Ain't gonna happen. They do not have the courage! They are all in the same basket. Almost 8 years to prepare and the best these people can bring to the table is Obamacare all over again? Shame on all of them.
 

lifeisgood

New member
The republicans were warning each other of this, back when Obamacare was being first debated. They said that if Americans got a taste of it, they'd never go back. And you see that's what's going on right now. No matter what the leadership tries to do, there are too many republicans who fear what their voters will do if they repeal and replace Obamacare.

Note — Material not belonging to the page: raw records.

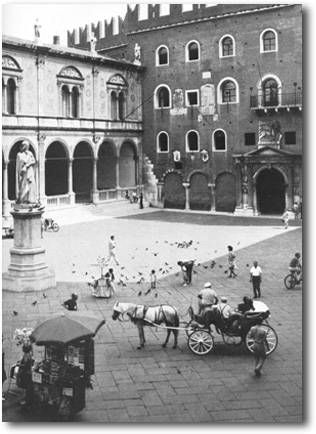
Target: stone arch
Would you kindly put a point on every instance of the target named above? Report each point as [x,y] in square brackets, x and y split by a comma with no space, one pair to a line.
[199,193]
[128,164]
[225,192]
[15,148]
[173,191]
[56,168]
[270,185]
[83,171]
[106,166]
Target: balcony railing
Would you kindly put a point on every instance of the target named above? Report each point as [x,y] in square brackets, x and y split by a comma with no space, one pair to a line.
[285,100]
[47,122]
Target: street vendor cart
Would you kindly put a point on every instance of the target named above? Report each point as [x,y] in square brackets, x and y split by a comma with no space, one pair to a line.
[61,378]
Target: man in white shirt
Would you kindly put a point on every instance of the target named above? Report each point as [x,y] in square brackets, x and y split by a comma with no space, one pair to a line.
[207,296]
[112,247]
[255,278]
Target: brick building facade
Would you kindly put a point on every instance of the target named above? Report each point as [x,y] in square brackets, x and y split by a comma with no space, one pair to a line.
[222,100]
[81,114]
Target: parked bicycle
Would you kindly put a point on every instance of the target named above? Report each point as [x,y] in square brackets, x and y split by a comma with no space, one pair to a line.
[49,225]
[292,279]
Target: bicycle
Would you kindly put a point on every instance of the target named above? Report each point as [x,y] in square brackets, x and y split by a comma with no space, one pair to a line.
[291,280]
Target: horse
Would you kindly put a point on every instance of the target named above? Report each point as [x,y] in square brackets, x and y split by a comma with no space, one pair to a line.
[141,316]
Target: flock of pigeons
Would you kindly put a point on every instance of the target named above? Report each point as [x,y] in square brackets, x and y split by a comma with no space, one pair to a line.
[122,278]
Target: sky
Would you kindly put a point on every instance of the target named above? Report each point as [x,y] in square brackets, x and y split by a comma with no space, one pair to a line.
[18,18]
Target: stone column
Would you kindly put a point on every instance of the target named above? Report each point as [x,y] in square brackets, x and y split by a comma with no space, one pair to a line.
[4,96]
[186,185]
[94,192]
[254,198]
[213,197]
[41,169]
[70,186]
[27,270]
[5,198]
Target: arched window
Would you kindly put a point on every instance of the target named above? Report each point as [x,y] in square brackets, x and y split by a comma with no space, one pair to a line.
[65,95]
[192,51]
[75,102]
[192,141]
[219,140]
[162,99]
[121,106]
[270,92]
[268,41]
[228,91]
[113,106]
[162,56]
[162,142]
[11,91]
[227,46]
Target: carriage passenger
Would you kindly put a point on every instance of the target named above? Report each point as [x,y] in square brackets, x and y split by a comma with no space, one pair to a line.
[207,297]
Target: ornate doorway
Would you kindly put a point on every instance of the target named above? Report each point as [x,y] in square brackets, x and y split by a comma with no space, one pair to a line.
[270,188]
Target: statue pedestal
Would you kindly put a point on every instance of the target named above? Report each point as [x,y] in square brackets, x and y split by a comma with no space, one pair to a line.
[27,270]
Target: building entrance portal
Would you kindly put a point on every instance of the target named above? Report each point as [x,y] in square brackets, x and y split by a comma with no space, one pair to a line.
[270,192]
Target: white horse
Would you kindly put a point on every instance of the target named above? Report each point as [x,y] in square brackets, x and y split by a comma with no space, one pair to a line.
[141,316]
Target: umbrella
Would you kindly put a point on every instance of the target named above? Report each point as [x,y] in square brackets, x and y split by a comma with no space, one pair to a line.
[65,328]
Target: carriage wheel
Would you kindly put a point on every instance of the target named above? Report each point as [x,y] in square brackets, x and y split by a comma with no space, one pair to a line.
[290,281]
[272,339]
[200,342]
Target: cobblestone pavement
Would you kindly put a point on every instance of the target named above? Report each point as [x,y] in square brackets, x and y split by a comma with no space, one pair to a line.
[173,385]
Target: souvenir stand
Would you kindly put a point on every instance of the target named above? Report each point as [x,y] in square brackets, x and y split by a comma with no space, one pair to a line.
[61,378]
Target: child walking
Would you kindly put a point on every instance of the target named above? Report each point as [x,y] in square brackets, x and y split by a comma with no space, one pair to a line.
[231,262]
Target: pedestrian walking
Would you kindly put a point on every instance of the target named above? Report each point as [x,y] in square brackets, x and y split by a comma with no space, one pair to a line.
[231,262]
[285,219]
[153,279]
[207,297]
[112,250]
[71,304]
[255,278]
[187,269]
[141,204]
[260,347]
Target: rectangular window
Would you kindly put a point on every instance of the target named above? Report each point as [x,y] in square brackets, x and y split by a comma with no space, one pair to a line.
[250,139]
[290,137]
[192,98]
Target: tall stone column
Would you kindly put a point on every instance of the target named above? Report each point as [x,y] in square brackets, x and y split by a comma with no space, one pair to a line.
[71,193]
[41,169]
[27,270]
[95,194]
[254,198]
[186,185]
[5,198]
[213,197]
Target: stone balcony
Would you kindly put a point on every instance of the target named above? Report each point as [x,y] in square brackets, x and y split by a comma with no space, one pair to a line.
[60,123]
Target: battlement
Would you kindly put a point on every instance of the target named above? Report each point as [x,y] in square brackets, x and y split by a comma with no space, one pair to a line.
[149,16]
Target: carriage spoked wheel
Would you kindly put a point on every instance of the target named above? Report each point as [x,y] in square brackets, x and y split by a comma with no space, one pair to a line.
[290,281]
[272,339]
[200,342]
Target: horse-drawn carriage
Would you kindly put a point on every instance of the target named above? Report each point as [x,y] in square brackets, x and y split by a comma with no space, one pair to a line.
[200,336]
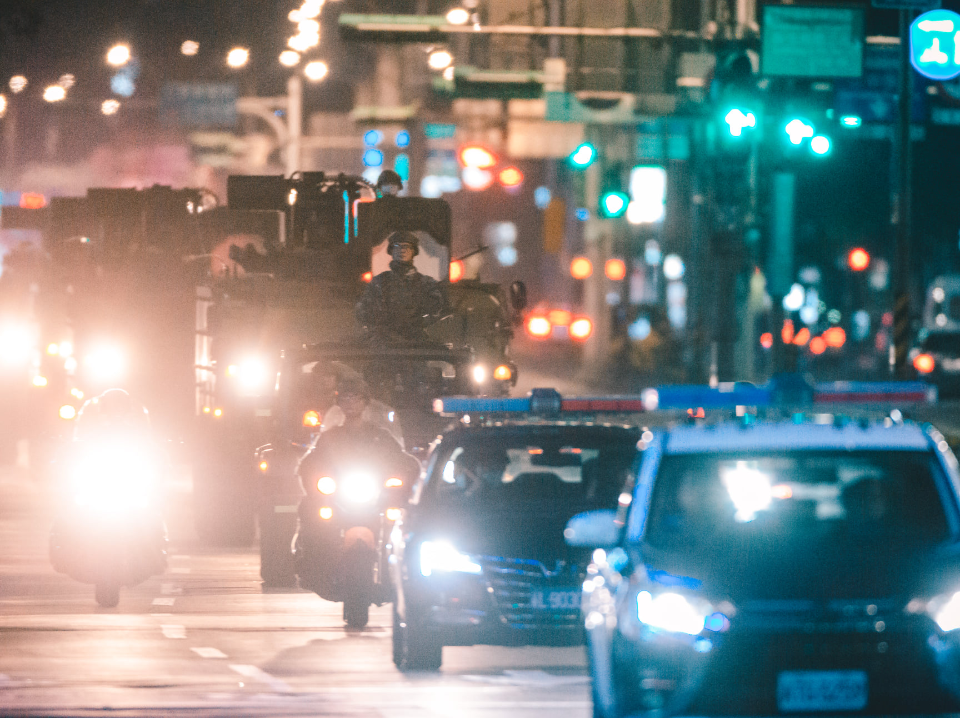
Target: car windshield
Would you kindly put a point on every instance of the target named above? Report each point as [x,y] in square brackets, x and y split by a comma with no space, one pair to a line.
[544,471]
[947,343]
[805,515]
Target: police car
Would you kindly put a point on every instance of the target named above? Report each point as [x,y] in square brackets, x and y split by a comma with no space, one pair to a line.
[478,556]
[806,564]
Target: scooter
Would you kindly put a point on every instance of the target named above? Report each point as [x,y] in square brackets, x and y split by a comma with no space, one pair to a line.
[109,530]
[344,522]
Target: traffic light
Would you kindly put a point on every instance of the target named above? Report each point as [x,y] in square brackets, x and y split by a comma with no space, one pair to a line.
[738,120]
[613,204]
[583,156]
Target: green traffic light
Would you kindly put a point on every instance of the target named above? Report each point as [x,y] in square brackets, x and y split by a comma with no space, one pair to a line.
[613,204]
[583,156]
[737,120]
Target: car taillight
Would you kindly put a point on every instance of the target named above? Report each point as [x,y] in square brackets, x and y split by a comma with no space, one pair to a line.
[924,363]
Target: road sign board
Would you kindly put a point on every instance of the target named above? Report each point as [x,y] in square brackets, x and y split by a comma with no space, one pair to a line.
[935,44]
[193,104]
[906,4]
[811,41]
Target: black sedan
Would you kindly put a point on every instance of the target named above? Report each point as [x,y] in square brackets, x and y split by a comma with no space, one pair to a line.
[479,555]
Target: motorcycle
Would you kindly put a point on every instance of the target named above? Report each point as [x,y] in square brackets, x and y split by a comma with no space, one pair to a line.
[108,529]
[345,520]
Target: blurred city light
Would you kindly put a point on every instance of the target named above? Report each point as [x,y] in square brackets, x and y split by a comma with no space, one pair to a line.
[581,328]
[54,93]
[118,55]
[238,57]
[613,204]
[477,157]
[858,259]
[737,120]
[510,177]
[475,178]
[439,59]
[797,130]
[615,269]
[583,156]
[648,192]
[316,70]
[289,58]
[820,144]
[581,268]
[458,16]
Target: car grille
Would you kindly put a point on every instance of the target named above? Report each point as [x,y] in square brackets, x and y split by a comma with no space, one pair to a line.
[514,582]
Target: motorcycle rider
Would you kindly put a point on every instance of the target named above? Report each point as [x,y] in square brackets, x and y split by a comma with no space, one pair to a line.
[356,437]
[398,304]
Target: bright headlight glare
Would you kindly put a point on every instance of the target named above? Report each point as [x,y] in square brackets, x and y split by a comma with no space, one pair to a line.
[672,612]
[441,556]
[945,611]
[327,485]
[359,489]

And what I underlined is the crux of the matter. They are afraid to lose their 'power'. Most of these people, if not all of them, are not men/women of integrity. Integrity takes courage. They demonstrate they have none.
 

ClimateSanity

New member
And what I underlined is the crux of the matter. They are afraid to lose their 'power'. Most of these people, if not all of them, are not men/women of integrity. Integrity takes courage. They demonstrate they have none.
The Dems lost 1000 seats over 8 years due to Obamacare. If Republicans repeal Obamacare , they will actually gain seats.
 

Rusha

LIFETIME MEMBER
LIFETIME MEMBER
Hall of Fame
Republicans seem to be convinced otherwise. Perhaps you could help them see the light.

I am hoping for a repeal with no replacement ... considering a good portion of those who voted for Trump depend on the ACA and would get exactly what they voted for ... no health coverage.